Second, in the NDK case there had been previous cheques that had been paid by the Ministry of Energy in the joint names of NDK and Ahaman and the Ministry had become fully aware of the binding obligations that had been imposed on them to pay monies in the joint names of NDK and Ahaman. With the case before me there had been no such previous payments made by the 4th defendant.


Third, whiles in the NDK case it was found as a fact that the Ministry of Energy was fully aware that the loan advanced to Ahaman was contingent upon the Ministry making payments in joint names, that is not what I find here. There seems to have been a communication of the mode by which 1st defendant wanted to be paid and 1st defendant was at liberty to change same. It is true that Plaintiff was notified of the instructions of 1st defendant but that was done simply because 1st defendant requested that to be done as it was done with Ex ‘4’ as well.
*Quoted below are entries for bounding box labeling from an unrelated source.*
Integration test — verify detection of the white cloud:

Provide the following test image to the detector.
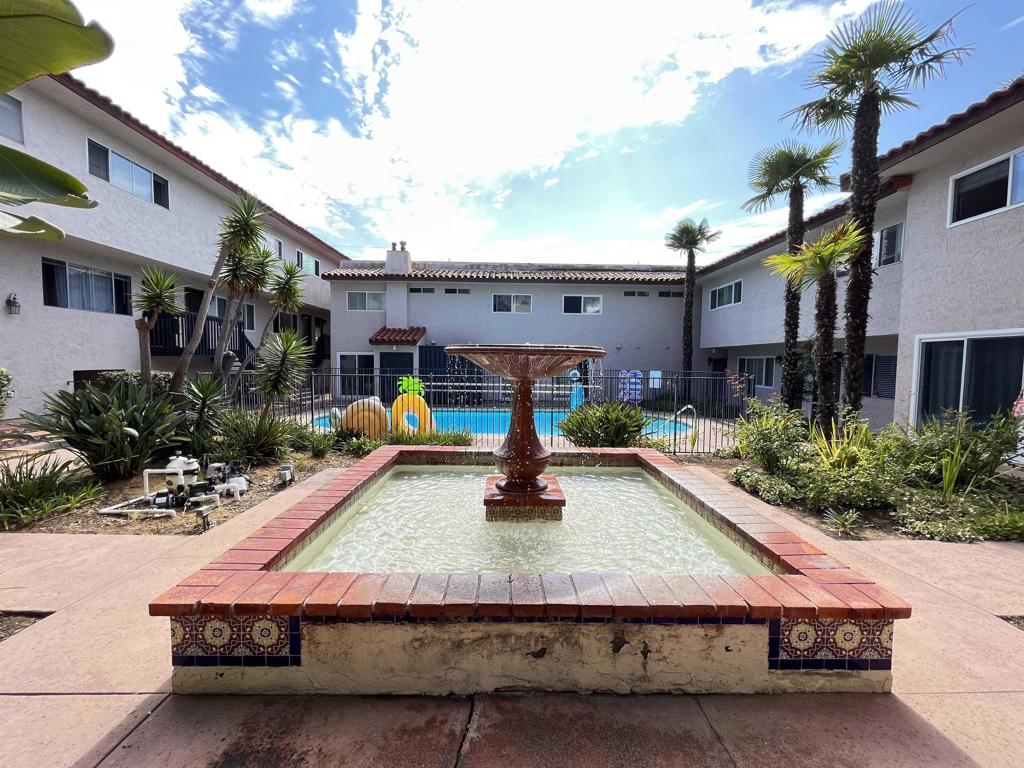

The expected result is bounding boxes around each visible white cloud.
[70,0,869,262]
[246,0,295,26]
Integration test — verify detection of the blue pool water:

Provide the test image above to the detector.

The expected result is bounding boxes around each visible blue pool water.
[313,408,686,437]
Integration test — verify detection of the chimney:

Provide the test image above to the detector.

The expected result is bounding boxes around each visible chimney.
[384,241,413,274]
Again whiles in NDK case the words and the nature of the communication from the Energy Ministry to NDK was clear and unequivocal to the extent of even stating that the mode of payment would not be revoked or waived or varied without prior written notice to NDK, that is not the situation on the facts of this case. As Exhibit A seems only to convey to Plaintiff what 1st defendant had instructed it to do


One could see that Ex ‘A’ and its language is not different from Ex ‘4’ which 4th defendant wrote to Zenith Bank that it would pay the contract sum in the joint names of 1st defendant and the Zenith. And Ex ‘4’ was written based on a similar letter to Ex ‘1’ from 1st defendant. I find that there is no evidence on record that show that Plaintiff communicated to the 4th defendant the liability it assumes and the need to undertake or promise to pay the contract sum in the joint names of Plaintiff and 1st defendant.
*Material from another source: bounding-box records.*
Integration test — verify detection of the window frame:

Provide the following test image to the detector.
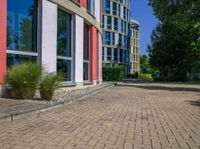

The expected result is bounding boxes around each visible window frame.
[6,0,39,66]
[56,7,75,84]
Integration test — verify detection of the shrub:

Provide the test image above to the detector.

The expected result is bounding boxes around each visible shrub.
[39,73,64,100]
[139,73,152,79]
[103,66,125,81]
[133,71,138,79]
[6,62,42,99]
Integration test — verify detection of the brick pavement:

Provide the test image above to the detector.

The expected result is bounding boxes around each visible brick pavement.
[0,84,200,149]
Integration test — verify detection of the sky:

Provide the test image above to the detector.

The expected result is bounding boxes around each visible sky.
[131,0,158,55]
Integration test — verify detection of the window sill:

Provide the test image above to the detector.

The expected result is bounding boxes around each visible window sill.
[71,0,81,7]
[59,82,76,87]
[87,10,96,19]
[83,82,93,86]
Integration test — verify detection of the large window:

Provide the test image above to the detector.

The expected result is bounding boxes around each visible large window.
[87,0,95,15]
[114,48,118,62]
[83,24,90,81]
[113,2,117,15]
[105,32,111,45]
[107,16,112,29]
[57,10,72,81]
[114,18,118,31]
[107,48,112,61]
[7,0,38,66]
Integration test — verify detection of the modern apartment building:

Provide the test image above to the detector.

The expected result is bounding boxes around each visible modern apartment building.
[102,0,130,72]
[0,0,102,86]
[130,20,140,73]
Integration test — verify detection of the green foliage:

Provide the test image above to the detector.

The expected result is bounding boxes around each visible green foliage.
[148,0,200,81]
[138,73,152,79]
[103,66,125,81]
[140,55,153,74]
[6,62,42,99]
[39,73,64,100]
[133,71,139,78]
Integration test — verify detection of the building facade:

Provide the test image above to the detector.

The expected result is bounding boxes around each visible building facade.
[130,20,140,73]
[0,0,102,86]
[102,0,130,71]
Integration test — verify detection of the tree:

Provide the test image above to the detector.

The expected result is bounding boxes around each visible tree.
[148,0,200,80]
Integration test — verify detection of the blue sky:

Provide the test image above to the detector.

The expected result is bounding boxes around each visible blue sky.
[131,0,158,55]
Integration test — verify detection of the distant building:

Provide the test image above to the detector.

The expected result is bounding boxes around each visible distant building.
[0,0,102,86]
[102,0,130,72]
[130,20,140,73]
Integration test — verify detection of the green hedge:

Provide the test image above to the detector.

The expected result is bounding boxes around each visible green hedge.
[139,73,152,79]
[103,66,125,81]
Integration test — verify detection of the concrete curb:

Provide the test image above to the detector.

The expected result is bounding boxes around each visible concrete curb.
[0,84,114,124]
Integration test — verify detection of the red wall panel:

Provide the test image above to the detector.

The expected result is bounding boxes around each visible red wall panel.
[90,26,97,81]
[80,0,87,8]
[0,0,7,83]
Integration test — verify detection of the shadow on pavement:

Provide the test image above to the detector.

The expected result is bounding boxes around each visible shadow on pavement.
[185,100,200,107]
[120,85,200,92]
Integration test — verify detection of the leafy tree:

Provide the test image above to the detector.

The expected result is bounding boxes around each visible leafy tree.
[148,0,200,80]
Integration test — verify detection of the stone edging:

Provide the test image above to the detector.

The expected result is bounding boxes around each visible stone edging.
[0,84,113,123]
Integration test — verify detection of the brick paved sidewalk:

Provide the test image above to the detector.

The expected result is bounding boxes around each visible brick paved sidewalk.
[0,83,111,122]
[0,85,200,149]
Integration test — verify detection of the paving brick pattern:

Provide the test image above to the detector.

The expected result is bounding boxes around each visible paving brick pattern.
[0,84,200,149]
[0,83,111,121]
Exhibit ‘A’ or Ex ‘1’ does not come within the scope of that kind of unilateral undertaking contemplated under section 10 of the Contracts Act to make the 4th defendant bound. If Plaintiff had in mind to bind the 4th defendant to the payment of the receivables then it had been tardy as Ex ‘A’ alone seems not to be enough to create the nature of legal relations that a contract of such nature requires.


Plaintiff fails in his quest to recover both the first loan of Gh¢25.000 and the second loan of Gh¢15.000 together with their respective interest from the 4th defendant. The action of the Plaintiff against the 4th defendant is dismissed in its entirety for the reasons and findings made supra.


I will award cost of Gh¢7.000.00 in favour of the 4th defendant against the Plaintiff.